Officially, Bratz dolls went out of circulation for a while because of some industrial battle between two toy companies. Nobody talks about that now. “We’re a very tight industry, the toy industry. Nobody holds any grudges,” says the MD, Andrew Laughton. The way people describe toy manufacturing is incongruously grown up. “The toy industry is incredibly risk averse, it’s very, very difficult to persuade them to do things differently,” observes Jess Day, from the online pressure group Let Toys Be Toys, making it sound like a cross between the mafia and shipping insurance.
So the new Bratz dolls may come as a surprise: they have a more sports-based, motivational look. The heels have been replaced by trainers and Doc Martens. With the obvious caveat that they are still inanimate objects, the new generation Bratz seem more like active agents, less like passive wearers-of-clothes. “We have tempered down the extremeness of the makeup on the bulk of the range,” says Laughton. “Nobody wears makeup at the gym so why should these dolls?” But have they seen the light of female empowerment, or have they just seen some new market research?
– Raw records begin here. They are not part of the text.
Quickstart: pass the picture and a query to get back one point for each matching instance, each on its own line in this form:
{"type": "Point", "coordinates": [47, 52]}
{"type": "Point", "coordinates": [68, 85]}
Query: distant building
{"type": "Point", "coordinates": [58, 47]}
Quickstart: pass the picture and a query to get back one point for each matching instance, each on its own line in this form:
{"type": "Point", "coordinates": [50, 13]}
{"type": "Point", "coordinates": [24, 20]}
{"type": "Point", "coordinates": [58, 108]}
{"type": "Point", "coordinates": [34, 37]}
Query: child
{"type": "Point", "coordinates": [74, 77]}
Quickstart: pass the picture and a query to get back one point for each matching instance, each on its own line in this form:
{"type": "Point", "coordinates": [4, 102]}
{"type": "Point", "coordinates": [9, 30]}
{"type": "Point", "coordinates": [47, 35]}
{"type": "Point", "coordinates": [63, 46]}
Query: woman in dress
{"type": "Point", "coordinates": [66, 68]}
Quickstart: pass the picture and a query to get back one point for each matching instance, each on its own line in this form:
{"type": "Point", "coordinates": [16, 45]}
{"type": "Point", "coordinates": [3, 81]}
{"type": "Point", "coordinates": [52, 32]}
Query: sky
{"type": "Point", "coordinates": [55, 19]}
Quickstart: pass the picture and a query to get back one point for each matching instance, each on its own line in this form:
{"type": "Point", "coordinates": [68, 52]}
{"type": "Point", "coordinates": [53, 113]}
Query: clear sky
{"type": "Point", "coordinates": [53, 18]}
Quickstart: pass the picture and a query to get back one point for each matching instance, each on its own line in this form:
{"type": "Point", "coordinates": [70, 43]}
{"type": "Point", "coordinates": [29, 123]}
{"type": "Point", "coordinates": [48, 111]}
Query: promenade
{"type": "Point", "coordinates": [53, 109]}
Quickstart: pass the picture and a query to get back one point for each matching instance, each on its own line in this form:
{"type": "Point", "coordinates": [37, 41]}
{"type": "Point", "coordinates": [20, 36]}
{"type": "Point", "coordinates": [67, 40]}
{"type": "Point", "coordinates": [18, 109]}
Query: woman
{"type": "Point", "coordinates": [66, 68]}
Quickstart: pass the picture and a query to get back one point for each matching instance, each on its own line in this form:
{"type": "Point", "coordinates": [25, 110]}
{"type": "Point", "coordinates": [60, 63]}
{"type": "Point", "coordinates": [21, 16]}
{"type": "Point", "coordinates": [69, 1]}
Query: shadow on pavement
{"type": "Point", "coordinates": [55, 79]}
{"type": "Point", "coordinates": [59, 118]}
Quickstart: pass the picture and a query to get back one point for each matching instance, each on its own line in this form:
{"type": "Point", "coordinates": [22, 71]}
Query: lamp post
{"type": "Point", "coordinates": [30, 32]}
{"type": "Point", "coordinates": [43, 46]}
There was, from their inception in 2001, a real controversy about what Bratz dolls looked like. Tamsin Kelly, 47, says they had “enormous heads, and this strange bondage clothing, lots of leopard print and plastic. My daughter started playing with them when she was about eight. Inappropriate would be a bit strong but I thought they were ugly.” However, Kelly is more scornful of parental taboos than the BDSM aesthetic of the dolls. “My mother never gave us Barbies because they were supposed to give us an eating disorder.”
My mother, I share, wouldn’t get me a Girl’s World because she divined a deep-seated misogyny in making a doll that was the disembodied head of a woman in the first place. “Mine wouldn’t either,” says Kelly. “And she was just laughing the other day about how much fuss I made, and I thought, ‘but I really, really wanted one! This is no laughing matter.’”
Developmental psychologist Margaret McAllister says: “I deplore the sexualisation of children, of children’s toys, the encouragement to be old before their time. But it doesn’t make any sense at all to put in strict embargos. That will simply make it more attractive. It’s better to use diversionary tactics.”
And that is broadly Jess Day’s line. Her daughter plays with Lottie dolls, which are based “on the actual proportions of an average nine-year-old girl”. She says: “It’s a doll for children which is childlike, all the outfits and the themes are the things that a nine-year-old might authentically be able to do. There’s no doctor Lottie, but there’s a fossil hunter Lottie.” Some parents navigate, some divert, some don’t mind the incredibly heavy lip liner, so long as there’s a creative undertow.
Jodie Pearce, 20, was into Bratz in 2004, with her two sisters. “We’d play for hours, come down for food, be off for the rest of the day. It was really immersive. I think that’s why my mum never objected, because she saw that it was a healthy thing.” And perhaps there’s such a natural progression from the eight-year-old who wants to dress as a Bratz, to the 12-year-old who would rather die than do so, that it doesn’t matter.
Zahrah Yusuf, 18, remembers thinking: “One day, when I’m older, I can wear this really cute, tiny red dress. And actually, I can see this doll’s butt, that’s crazy.” She says: “Other people would play scenarios, act out different things. I never used to do that. I think there were probably more creative things I could have done with my time.” If you’ve seen Toy Story 2, look away now. “And then, I just gradually stopped. Until they never came out of their box.”
The toy industry as a whole has a long and proud history of resisting cultural critique. Who won, in the end, between the pacifists and toy gun makers? Obviously, Nerf guns won. A research company called Pineapple Lounge produced a report this month, Little Miss-Understood, which Day describes: “They’ve spent some time talking to girls about what actually interests them. They don’t want everything to be focused on their appearance. They want to connect with technology, they want to have fun, they want to be creative. Fashion and glamour is only a slice of it. Once you start dividing things up by gender, you get these very narrow definitions of what it means to be one gender or the other.”